After much televised posturing and discussion at the UN, Westminster, and the Irish Dail, an agreement was reached. A time was set for the historic meeting that would forever lay sectarian unrest. Everything would be sweetness and light between Ulster and Eire, if one were to believe the good Senators in whose heads visions of the Irish-American vote danced like sugar plums.
To cut a long story short, an unknown para-military organization selected the meeting as the ideal occasion to make its name famous in song and story by eliminating Sean McNulty. The fact that the meeting was to be held in Dublin made the challenge convenient for the O’Houlihans, as the group called itself. Being more gung-ho than organized, the young men concerned parked their Hondas on Dawson Street, two blocks from the seat of the Irish Parliament, Leinster House, and made their way through police and protesters. Two of them were armed with revolvers jammed into pockets of raincoats similar to those worn at the time of the Easter Uprising.
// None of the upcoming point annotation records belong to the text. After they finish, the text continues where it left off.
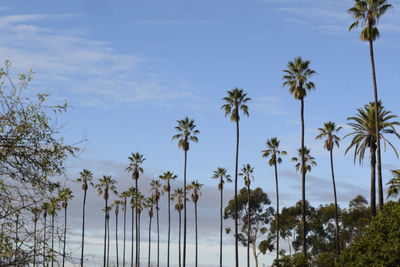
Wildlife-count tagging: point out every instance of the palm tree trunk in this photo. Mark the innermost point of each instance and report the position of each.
(221, 227)
(123, 252)
(277, 213)
(83, 227)
(65, 234)
(336, 206)
(149, 252)
(236, 200)
(116, 237)
(378, 143)
(158, 237)
(184, 211)
(373, 181)
(303, 185)
(52, 239)
(196, 234)
(248, 226)
(169, 222)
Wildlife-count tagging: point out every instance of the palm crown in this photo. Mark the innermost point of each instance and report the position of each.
(273, 151)
(328, 131)
(186, 132)
(363, 125)
(297, 77)
(367, 14)
(235, 102)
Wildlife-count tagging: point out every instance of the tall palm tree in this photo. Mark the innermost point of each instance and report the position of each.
(167, 177)
(155, 188)
(297, 79)
(179, 196)
(116, 205)
(124, 196)
(106, 186)
(85, 178)
(273, 153)
(363, 126)
(196, 187)
(186, 132)
(367, 14)
(135, 167)
(247, 173)
(149, 203)
(235, 103)
(394, 184)
(223, 177)
(329, 131)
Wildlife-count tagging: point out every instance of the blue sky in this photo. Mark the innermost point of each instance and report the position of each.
(130, 69)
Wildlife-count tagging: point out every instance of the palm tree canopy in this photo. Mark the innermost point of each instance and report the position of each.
(367, 14)
(186, 132)
(363, 129)
(273, 151)
(222, 175)
(135, 164)
(394, 184)
(297, 78)
(309, 160)
(328, 131)
(234, 103)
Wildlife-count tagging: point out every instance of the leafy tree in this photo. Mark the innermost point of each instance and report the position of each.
(297, 79)
(367, 14)
(236, 103)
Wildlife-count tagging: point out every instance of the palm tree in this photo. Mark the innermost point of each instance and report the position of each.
(135, 167)
(155, 187)
(394, 184)
(124, 195)
(186, 132)
(149, 203)
(86, 178)
(274, 153)
(223, 177)
(106, 186)
(235, 103)
(196, 187)
(363, 126)
(247, 173)
(116, 205)
(328, 131)
(179, 196)
(167, 177)
(65, 196)
(367, 14)
(297, 77)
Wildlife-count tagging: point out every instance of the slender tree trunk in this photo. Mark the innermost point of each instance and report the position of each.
(149, 252)
(277, 213)
(303, 185)
(83, 227)
(336, 206)
(378, 143)
(221, 226)
(373, 181)
(184, 211)
(169, 222)
(52, 239)
(65, 233)
(248, 226)
(236, 200)
(196, 234)
(116, 237)
(123, 252)
(158, 237)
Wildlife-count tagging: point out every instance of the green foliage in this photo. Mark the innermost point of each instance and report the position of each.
(380, 245)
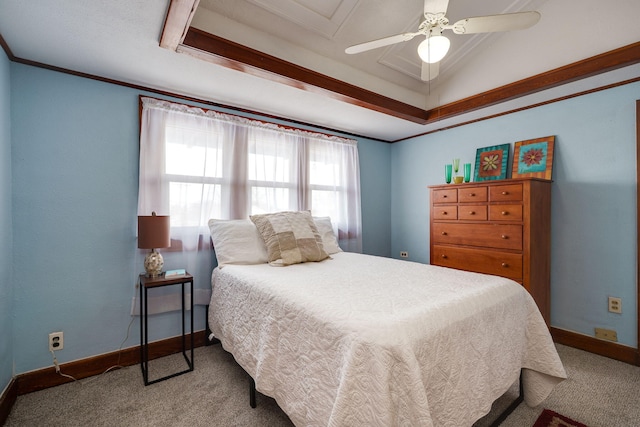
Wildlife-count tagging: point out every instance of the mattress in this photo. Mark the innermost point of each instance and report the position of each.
(359, 340)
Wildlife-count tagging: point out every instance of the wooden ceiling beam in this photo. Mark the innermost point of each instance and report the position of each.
(177, 22)
(235, 56)
(177, 35)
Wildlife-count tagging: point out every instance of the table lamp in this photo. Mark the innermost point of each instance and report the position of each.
(153, 233)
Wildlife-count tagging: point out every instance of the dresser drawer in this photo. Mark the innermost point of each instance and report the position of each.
(499, 236)
(472, 212)
(445, 212)
(445, 196)
(472, 194)
(503, 264)
(505, 212)
(506, 193)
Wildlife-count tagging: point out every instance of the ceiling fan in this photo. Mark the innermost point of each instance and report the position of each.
(435, 46)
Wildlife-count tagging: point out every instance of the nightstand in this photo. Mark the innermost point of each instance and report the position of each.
(147, 283)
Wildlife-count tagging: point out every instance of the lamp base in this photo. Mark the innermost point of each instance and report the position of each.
(153, 263)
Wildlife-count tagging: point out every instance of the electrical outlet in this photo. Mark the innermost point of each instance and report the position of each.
(615, 305)
(607, 334)
(56, 341)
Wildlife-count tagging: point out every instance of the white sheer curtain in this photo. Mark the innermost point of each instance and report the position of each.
(199, 164)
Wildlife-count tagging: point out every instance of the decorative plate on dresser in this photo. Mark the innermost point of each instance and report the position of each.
(496, 227)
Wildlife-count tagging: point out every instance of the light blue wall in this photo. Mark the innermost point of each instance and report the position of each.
(6, 233)
(593, 199)
(75, 172)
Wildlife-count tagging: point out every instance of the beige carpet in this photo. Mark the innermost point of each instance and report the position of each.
(600, 392)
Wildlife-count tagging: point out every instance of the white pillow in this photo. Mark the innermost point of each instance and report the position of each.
(237, 241)
(329, 241)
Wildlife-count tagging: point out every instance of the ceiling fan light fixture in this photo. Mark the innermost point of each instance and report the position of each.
(433, 49)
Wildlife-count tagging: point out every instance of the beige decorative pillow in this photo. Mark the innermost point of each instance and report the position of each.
(290, 237)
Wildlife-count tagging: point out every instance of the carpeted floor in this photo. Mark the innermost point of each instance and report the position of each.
(549, 418)
(600, 392)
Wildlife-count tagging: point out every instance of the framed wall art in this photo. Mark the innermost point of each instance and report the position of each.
(491, 162)
(533, 158)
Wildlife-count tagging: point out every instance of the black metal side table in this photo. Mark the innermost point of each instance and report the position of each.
(154, 282)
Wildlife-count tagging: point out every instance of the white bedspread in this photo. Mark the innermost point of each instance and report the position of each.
(359, 340)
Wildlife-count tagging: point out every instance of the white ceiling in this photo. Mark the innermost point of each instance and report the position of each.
(119, 40)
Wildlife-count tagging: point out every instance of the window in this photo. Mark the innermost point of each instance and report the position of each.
(199, 164)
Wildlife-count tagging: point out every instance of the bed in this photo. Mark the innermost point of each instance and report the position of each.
(359, 340)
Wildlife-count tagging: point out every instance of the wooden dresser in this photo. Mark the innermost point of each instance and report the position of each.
(496, 227)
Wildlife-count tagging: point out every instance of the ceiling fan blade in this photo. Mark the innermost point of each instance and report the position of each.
(380, 43)
(436, 6)
(429, 71)
(495, 23)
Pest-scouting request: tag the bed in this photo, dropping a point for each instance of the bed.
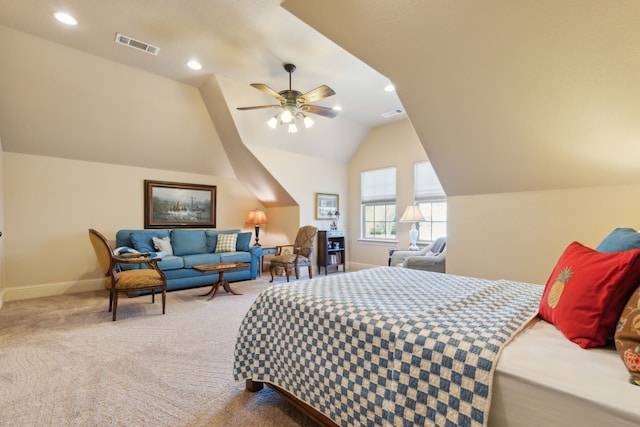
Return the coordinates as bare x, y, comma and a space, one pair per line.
393, 346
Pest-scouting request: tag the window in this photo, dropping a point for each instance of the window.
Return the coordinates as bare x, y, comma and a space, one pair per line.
430, 198
378, 202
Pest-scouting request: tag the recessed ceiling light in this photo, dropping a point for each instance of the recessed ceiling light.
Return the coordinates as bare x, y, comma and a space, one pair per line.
194, 65
65, 18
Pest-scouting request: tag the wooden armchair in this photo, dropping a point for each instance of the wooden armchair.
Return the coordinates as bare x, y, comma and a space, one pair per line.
149, 278
300, 254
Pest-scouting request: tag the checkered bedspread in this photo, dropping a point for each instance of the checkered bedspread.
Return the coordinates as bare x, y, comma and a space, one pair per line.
385, 346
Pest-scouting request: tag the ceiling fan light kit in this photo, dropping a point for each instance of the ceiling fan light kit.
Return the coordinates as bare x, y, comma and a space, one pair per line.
294, 104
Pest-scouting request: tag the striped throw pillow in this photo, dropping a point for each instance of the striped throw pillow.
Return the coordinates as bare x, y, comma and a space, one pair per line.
226, 242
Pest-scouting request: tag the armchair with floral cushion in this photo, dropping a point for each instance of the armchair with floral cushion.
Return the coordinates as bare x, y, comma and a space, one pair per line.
431, 258
300, 254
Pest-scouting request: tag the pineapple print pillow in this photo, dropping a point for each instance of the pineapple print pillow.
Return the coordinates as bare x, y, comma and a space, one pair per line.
587, 291
627, 337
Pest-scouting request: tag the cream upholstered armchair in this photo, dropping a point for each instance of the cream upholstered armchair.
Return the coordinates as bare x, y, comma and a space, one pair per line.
149, 278
431, 258
300, 254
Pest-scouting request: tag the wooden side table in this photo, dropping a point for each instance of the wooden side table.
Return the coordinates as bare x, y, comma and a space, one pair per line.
391, 251
220, 268
265, 251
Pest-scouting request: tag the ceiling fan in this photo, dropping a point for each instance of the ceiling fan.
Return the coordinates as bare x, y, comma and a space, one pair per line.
294, 103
Another carried a strange arrangement of hand grenades wired together and camouflaged with a rumpled Tricolor, the flag of the Irish Freestate.
Eyes sharp above still downy cheeks, the three O’Houilhans: Arne Condon, Pauric Ryan and Bill Slattery waited in a prearranged formation near the gates that would place the motorcade within the sights of their crossfire. Around them the various factions held their protest aloft on placards, each group chanting: OUT BRITS or IRELAND THIRTY-TWO COUNTIES or OUT MCNULTY OUT OUT OUT. UP THE IRA added chorus to the choir.
As it turned out the assassination attempt was a fiasco in which three Irish Senators and four bystanders, including a pregnant woman, were blown into tweezer-sized bits to be collected in plastic bags. Unbelievably, the driver of the car sustained only minor injuries and, along with seven onlookers, was taken off to the hospital. Sean McNulty, the object of the exercise, trotted unscathed into the safety of Leinster House.
Some mix-up in the order of official limousines had turned the Senators’ black Mercedes, identical to the one in which McNulty rode, into the procession ahead of that carrying the Ulsterman. As the wrong limousine pulled into position, Condon and Ryan fired. Slattery pulled a pin and threw the ‘bomb’. In the ensuing melee Slattery and Ryan were arrested. Condon, dodging capture like a goal-bound footballer, gained his motorcycle and played fox to a pack of ululating police cars in a hair-raising chase through the streets of South Dublin. At last, with the law hot on his wheels, now spinning away the last drops of gas, Arne Condon abandoned the Honda and holed up in the Clinic.
At gun point he took over the pre-school playroom at the front of the central building where he found the three children and two female adults that he took as hostages. Condon allowed the building to be emptied of spina bifidas and spastics, mongols and the retarded. Along with the clinic employees, some were loaded into buses and driven off to safety, others were taken to the library to wait for transportation.
Five o’clock came. Six. Arne Condon, barricaded into the playroom remained incommunicado while the forces of law and order gathered.